Nobody loves conference room meetings. They’re the most boring part of your week, and no impassioned speech about how crucial they are to building team chemistry can change your mind.
Over a year ago, Tim Mertz, the director of recreation at MIT, decided these conference room meetings were too monotonous and counterproductive to the energy and camaraderie that a leadership team should be developing.
His solution was to substitute every other biweekly leadership meeting with an optional workout.
Each workout is hosted by a different area of the campus recreation department, and these workouts are meant to build team cohesion while also growing understanding of campus recreation programming.
Plus, it gets them out of the conference room.
Campus Rec spoke with Mertz about his inspiration for making such a drastic change to his meeting format and the results that change has yielded and will yield in future months:
CR: What inspired you to make such a dynamic change to leadership meetings?

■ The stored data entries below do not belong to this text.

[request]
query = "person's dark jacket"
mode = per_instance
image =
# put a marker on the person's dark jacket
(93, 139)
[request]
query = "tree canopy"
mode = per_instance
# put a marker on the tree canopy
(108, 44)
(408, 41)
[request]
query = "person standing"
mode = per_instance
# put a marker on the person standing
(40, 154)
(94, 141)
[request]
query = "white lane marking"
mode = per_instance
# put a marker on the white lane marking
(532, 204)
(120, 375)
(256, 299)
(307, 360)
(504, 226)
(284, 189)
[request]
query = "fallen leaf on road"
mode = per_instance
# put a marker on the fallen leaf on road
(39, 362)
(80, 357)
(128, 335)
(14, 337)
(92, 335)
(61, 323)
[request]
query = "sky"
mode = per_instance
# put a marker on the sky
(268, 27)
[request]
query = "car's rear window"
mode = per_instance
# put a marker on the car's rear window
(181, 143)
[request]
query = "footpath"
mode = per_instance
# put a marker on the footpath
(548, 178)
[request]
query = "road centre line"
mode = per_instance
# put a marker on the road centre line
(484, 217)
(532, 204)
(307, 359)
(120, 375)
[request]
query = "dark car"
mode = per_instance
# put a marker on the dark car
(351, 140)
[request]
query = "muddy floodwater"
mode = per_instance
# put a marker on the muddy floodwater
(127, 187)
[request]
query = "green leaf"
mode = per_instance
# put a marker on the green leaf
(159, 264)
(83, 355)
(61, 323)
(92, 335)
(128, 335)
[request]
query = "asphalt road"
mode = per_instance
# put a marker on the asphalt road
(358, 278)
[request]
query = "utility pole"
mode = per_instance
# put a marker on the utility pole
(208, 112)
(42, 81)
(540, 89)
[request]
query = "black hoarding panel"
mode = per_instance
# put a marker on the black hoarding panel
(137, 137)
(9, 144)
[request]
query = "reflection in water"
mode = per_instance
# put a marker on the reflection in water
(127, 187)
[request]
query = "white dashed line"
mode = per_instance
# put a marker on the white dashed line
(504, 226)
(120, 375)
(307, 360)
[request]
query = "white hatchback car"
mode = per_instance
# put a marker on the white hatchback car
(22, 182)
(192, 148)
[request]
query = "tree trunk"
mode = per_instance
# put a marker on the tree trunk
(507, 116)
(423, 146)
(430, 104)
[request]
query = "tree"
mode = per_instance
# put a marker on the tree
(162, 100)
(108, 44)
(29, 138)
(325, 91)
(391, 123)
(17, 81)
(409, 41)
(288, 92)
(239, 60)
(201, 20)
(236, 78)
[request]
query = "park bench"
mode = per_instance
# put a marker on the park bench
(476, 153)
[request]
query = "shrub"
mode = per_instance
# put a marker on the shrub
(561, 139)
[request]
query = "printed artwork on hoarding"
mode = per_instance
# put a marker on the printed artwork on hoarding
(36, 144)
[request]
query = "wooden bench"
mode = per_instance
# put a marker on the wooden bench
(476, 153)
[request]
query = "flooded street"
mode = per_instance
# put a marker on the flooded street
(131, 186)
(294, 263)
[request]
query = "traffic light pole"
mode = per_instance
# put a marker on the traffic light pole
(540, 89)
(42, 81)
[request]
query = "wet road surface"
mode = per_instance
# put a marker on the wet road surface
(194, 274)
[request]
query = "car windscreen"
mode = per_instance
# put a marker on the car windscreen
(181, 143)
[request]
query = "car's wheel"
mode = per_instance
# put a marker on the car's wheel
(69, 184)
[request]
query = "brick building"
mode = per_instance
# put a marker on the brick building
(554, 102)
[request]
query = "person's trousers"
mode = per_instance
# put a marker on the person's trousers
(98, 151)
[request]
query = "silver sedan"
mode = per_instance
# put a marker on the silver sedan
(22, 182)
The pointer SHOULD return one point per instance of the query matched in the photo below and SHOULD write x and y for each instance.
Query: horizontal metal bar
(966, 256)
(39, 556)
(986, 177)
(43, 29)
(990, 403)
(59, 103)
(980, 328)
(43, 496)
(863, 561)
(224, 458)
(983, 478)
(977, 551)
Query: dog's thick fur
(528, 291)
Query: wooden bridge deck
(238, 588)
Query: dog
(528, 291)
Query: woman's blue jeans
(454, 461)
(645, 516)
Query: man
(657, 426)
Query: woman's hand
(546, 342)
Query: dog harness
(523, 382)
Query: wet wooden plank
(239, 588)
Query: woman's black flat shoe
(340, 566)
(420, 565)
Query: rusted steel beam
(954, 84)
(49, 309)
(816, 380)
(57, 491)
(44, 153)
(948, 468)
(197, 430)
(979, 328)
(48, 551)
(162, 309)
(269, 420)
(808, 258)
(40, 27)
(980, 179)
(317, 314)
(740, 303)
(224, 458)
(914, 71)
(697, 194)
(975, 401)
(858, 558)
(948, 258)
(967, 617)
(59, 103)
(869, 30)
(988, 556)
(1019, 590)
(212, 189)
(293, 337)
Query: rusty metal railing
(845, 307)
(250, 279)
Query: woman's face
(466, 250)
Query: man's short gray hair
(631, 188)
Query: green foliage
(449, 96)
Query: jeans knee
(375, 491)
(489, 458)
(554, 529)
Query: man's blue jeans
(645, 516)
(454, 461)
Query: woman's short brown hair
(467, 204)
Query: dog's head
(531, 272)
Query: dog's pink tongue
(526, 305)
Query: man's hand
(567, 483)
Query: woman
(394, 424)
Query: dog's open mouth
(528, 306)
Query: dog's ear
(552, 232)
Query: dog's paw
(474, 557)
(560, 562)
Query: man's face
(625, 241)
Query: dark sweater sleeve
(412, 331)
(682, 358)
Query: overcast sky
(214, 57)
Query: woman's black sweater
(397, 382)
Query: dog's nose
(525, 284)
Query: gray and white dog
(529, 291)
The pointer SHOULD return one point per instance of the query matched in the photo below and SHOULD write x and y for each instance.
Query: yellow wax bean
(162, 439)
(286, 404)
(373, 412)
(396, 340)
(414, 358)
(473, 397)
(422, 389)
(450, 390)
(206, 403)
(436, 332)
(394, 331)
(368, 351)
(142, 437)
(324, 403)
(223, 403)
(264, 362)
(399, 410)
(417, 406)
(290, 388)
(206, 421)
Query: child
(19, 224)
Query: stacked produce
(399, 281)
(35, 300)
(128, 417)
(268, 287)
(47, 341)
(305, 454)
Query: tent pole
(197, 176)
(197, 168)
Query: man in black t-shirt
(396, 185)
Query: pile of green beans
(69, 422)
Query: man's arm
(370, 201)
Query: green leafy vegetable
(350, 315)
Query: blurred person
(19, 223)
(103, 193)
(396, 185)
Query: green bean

TM: It really started two years ago. We do biweekly leadership team meetings and at those leadership team meetings, there are directors, assistant directors and managers from all the different program areas. Over the course of several years, we had pretty standard format, and everybody’s expectations were pretty much aligned. But beginning last year, we changed it up a little bit, and every other leadership team meeting we took a deep dive into each one of the different program areas. For example, the aquatics team would host a meeting on the pool deck and they would expose the rest of the team to all the back-of-the-house operations. The goal here was to give our entire leadership team a better and broader understanding of the entire campus rec operation, because all too often the aquatics people stay in the aquatics house, and the fitness people stay in the fitness house. So we did that for a year, and each department took a lead.
CR: How did the idea evolve after that first year?
TM: As we came into this year, I thought, “OK, well we’ve already seen the back of the house and the team understands that now. Let’s expose the team to the front of the house. What are our participants, our members and our students experiencing?” I wanted to ensure that our staff has those same experiences, because the goal here is to give them a broader understanding of the programming experience. We created a schedule so that [in] every other leadership team meeting, each of the program areas would conduct a program for us. It started with the spin class, then we did a CrossFit class, the next one will be squash. And then we’ll be doing an aquatics class.
CR: Were there immediate results that you saw?
TM: What’s happened now, it’s activated the team. They’re now experiencing programs at the participant level, and it gives them a broader perspective of what that looks like. It also educates them, so it’s almost become a form of professional development. When they’re interacting with students, faculty or staff, they can speak more intelligently about what a CrossFit experience is really like. And the instructions that I gave the team in preparation for facilitating these experiences was to first make it instructional. I want everybody to understand what it takes to program CrossFit or to program a spin class. And second, I want it to be experiential. Let’s actually get our heart rates up, let’s get a little sweat going and let’s really understand what it’s like to be a participant in these programs. And that’s kind of where it’s gone. I can say is there is a direct correlation between heart rate and high fives. When we were sitting in the conference room, our heart rates were low and there were no high fives. Now all of a sudden, we’re getting them active, we’re getting them into the program areas, the heart rates are rising, and it was pretty cool to see the camaraderie and the cohesiveness among the team grow and build.
CR: How has your leadership team responded?
TM: One of the expectations I set among the whole team was that all of these will be optional. I won’t require the entire team to attend every one of these. I wanted to be sensitive to peoples’ comfort levels. Not everybody is comfortable in a bathing suit among their peers. So for that reason, they’re all optional, and I think the staff appreciates the flexibility. There’s a little bit of a challenge by choice — they can push themselves as far as they feel comfortable pushing themselves within the context of this new environment. And then, we’re getting some feedback from the team. Some of them really enjoyed CrossFit, some of them really enjoyed spin, some of them realized they didn’t enjoy the spin class as much as they thought they would. But what’s important to me is the fact that they actually experienced it, and they can now formulate these opinions and they have the experience to draw on when they’re at conferences or talking with colleagues, or interacting with students, staff and alumni on campus. And to be quite candid, I think they’re happy to be out of the conference room.
CR: What results have you seen from the workout meetings? And what results are you hoping to see?
TM: In terms of what results I’m hoping to see, I’m hoping to see a stronger bond and connection among the staff itself, a greater appreciation for the level of effort and coordination it takes to run and facilitate these programs, and then, perhaps most importantly, that broader awareness, perspective and firsthand experience of what it’s like being a participant in the programs that we run.
CR: Any other advice for campus rec departments who want to energize their leadership meetings?
TM: I don’t know if this is advice or it’s a realization, but we’ve got over 470,000 square feet of facility space we program in, and I know not all of our staff steps foot into each one of those program spaces. And so by doing this, it does expose our entire team to all the spaces and all the programs. I can only imagine only good will come from that. So, while it takes a little bit of a commitment to break up the normal leadership team meeting routine, I think the reward at the end will be worth the effort it takes to coordinate this year’s activities.